[
https://issues.apache.org/jira/browse/CASSANDRA-2405?page=com.atlassian.jira.plugin.system.issuetabpanels:comment-tabpanel&focusedCommentId=13055507#comment-13055507
]
Sylvain Lebresne commented on CASSANDRA-2405:
---------------------------------------------
I'm sorry but I still think we are still returning the wrong number to the
user. To be clear, this is nothing against the code of the patch itself, I just
think that given the way repair works, it is not so simple to have a "time
since last successful repair".
The "unit" of a repair is for a given keyspace, column family and range.

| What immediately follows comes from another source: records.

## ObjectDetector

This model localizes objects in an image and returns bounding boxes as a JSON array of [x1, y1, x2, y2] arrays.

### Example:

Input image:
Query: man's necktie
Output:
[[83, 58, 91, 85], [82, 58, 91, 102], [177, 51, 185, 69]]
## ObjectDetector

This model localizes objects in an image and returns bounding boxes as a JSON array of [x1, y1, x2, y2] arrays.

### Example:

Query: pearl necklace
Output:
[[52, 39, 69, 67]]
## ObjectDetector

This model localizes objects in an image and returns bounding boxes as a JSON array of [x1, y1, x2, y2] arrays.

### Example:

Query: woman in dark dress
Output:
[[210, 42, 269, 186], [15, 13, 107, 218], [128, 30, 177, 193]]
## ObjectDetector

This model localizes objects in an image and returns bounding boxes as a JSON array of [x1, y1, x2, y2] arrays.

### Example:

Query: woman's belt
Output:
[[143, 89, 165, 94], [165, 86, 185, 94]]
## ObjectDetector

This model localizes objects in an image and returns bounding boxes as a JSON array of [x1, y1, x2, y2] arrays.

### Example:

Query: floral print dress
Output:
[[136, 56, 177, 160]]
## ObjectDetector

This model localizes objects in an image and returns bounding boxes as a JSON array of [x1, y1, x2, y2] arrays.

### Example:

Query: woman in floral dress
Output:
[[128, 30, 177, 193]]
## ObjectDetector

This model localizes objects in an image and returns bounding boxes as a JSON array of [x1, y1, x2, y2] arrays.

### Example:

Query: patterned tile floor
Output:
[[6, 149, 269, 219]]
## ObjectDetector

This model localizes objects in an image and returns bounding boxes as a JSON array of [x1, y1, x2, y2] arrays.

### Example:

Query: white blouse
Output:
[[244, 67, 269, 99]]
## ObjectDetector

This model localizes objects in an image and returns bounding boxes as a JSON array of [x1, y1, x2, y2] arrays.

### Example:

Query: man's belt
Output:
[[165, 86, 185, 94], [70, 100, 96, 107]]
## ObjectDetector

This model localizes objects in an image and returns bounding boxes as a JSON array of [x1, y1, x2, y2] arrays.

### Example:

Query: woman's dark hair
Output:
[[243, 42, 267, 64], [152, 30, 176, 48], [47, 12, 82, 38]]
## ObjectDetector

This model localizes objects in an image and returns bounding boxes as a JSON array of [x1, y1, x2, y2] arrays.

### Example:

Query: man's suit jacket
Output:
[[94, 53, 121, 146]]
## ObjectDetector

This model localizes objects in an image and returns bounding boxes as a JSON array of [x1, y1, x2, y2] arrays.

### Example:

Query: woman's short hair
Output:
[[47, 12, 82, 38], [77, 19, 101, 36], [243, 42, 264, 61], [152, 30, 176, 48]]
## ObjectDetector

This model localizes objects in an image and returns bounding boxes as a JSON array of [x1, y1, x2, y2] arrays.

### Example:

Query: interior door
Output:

Because of that, I don't think we can return a single "time since last
successful repair" for a given keyspace and column family. It has to include
the range somehow. Granted, so far a nodetool repair repairs all the ranges of
the node you launch it on, but I don't think this should be the case
(CASSANDRA-2610). Moreover, even now, one of the range can fail without the
other. So returning only one number for all ranges is wrong.
The other problem is: I'm not convinced that recording the information only on
the node coordinating the repair is necessarily super helpful. When you start a
repair a node, you will also repair its neighbor (for only the range they
share), so recording the time only on the initial node on which the nodetool
command was connected is random, and will convey the idea that repair should be
started for every range on every node (while I strongly thing that the short
term goal should be to make it easy to NOT do that -- CASSANDRA-2610 again).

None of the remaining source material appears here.